Vers la fin des contrôles routiers aléatoires au Québec

Un juge québécois vient de signer l’arrêt de mort des interceptions routières sans motif. Il a rendu mardi une décision majeure ordonnant la fin de cette pratique policière qu’il juge discriminatoire, car trop souvent accompagnée de profilage racial. Le concept est bien documenté et n’est « pas qu’une vue de l’esprit », insiste-t-il.
C’est d’ailleurs cette notion de profilage racial qui donne la mesure à tout le jugement : le juge Michel Yergeau, de la Cour supérieure, l’a décrit comme une « forme sournoise de racisme » et une « réalité qui pèse de tout son poids sur les collectivités noires ».
Dans sa décision de 170 pages, le magistrat tranche que les « interceptions routières sans motif réel » sont contraires à la Charte canadienne des droits et libertés.
Il invalide ainsi la règle de droit permettant ces interceptions routières aléatoires, une règle qui trouve son assise dans l’arrêt Ladouceur de la Cour suprême du Canada et dans des dispositions du Code criminel et du Code de sécurité routière.

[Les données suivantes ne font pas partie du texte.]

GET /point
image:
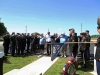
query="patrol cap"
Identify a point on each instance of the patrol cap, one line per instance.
(13, 32)
(71, 29)
(83, 33)
(87, 30)
(76, 34)
(98, 27)
(98, 21)
(7, 33)
(63, 33)
(22, 33)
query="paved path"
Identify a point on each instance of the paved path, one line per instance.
(38, 67)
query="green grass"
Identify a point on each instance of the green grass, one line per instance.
(93, 38)
(56, 69)
(18, 62)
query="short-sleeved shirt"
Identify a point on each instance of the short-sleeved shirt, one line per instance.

Pour ne pas imposer un changement trop rapide, le juge indique que sa décision ne prendra effet que dans six mois, afin de laisser du temps aux autorités d’informer les policiers des changements et de mettre en place des mesures de contrôle de remplacement.
Il s’agit ainsi d’une victoire pour Joseph-Christopher Luamba, le jeune homme noir âgé d’une vingtaine d’années qui a mené à bout de bras cette contestation judiciaire. Il dénonçait le fait d’avoir été intercepté trois fois en à peine un an, entre 2019 et 2020, lorsqu’il était passager ou au volant d’un véhicule dans la région de Montréal — sans jamais recevoir de constat d’infraction.

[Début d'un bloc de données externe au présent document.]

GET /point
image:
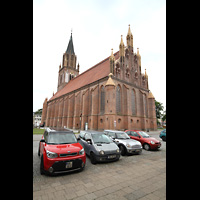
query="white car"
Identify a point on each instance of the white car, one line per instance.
(124, 142)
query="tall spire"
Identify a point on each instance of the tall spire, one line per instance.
(121, 48)
(70, 48)
(129, 37)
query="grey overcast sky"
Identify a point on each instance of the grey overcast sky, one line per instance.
(97, 26)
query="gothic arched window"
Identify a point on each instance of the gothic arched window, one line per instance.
(102, 105)
(145, 105)
(118, 99)
(133, 102)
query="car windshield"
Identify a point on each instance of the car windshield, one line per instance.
(143, 134)
(122, 135)
(61, 138)
(101, 138)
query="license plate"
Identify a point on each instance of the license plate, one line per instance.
(111, 156)
(68, 164)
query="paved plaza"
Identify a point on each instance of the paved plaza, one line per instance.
(140, 177)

M. Luamba ne demandait pas d’argent comme compensation pour le traitement qu’il a subi : le jeune homme d’origine haïtienne ne souhaitait que la fin de « ce fléau qu’est le profilage racial ».
Le jugement est une victoire « retentissante », a renchéri l’Association canadienne des libertés civiles (ACLC), qui avait participé au débat judiciaire et soutenu M. Luamba. Il « s’est battu courageusement pour ses droits et ceux de tous les Noirs, les Autochtones et les personnes de couleur », a-t-elle ajouté.

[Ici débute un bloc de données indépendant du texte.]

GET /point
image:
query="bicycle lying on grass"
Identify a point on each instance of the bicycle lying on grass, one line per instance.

Communauté noire surtout visée
Après un procès qui a duré 21 jours au printemps dernier, le juge avait noté cette évidence : en règle générale, personne n’est arrêté pour le seul fait d’être au volant d’une voiture. Mais il en va autrement pour certains, dit-il, et particulièrement pour les hommes noirs.
Car outre M. Luamba, d’autres personnes ont témoigné avoir été interceptées à répétition alors qu’elles étaient au volant d’un véhicule. Qu’avaient-elles en commun, demande le juge Yergeau ? « Être noires. »
« L’expression “driving while Black” (“conduire en étant Noir”) traduit bien cette réalité », poursuit-il.
Une question centrale se dessinait ainsi : la règle permettant les interpellations policières aléatoires est-elle mauvaise en soi, ou est-elle plutôt mal utilisée par les policiers ?
Le juge Yergeau indique que la preuve soumise au procès démontre que ce pouvoir reconnu aux policiers est « devenu pour certains un vecteur, voire un sauf-conduit, de profilage racial à l’encontre de la communauté noire ». Bref, il ne croit pas opportun que le respect de la Charte soit « laissé à la remorque d’un improbable moment d’épiphanie des forces policières ».
Au procès, le gouvernement canadien avait défendu la pratique policière, présentée comme étant utile pour prévenir certains crimes. En passant en revue la preuve offerte par le procureur général du Québec et par celui du Canada, le juge Yergeau a noté que les têtes dirigeantes de la sécurité publique sont conscientes des effets pervers du profilage racial et de la perte de confiance qu’il génère chez les citoyens. Il rappelle toutefois que le profilage peut s’inviter sournoisement dans la pratique policière « sans que les policiers en général soient animés de valeurs racistes ». Il relève aussi les efforts de formation des policiers au sujet du racisme, à coups de guides et de directives.
Sauf que ces efforts sont généraux, et plutôt récents, relève-t-il. Selon lui, les interpellations policières aléatoires demeurent encore « dans l’angle mort » de la lutte contre le profilage racial.
Il tranche finalement qu’aucune preuve n’a été faite que les moyens déployés au sein de la police pour faire échec au profilage racial « aient donné des résultats ».
Le procureur général du Québec, tout comme celui du Canada, peut porter ce jugement en appel.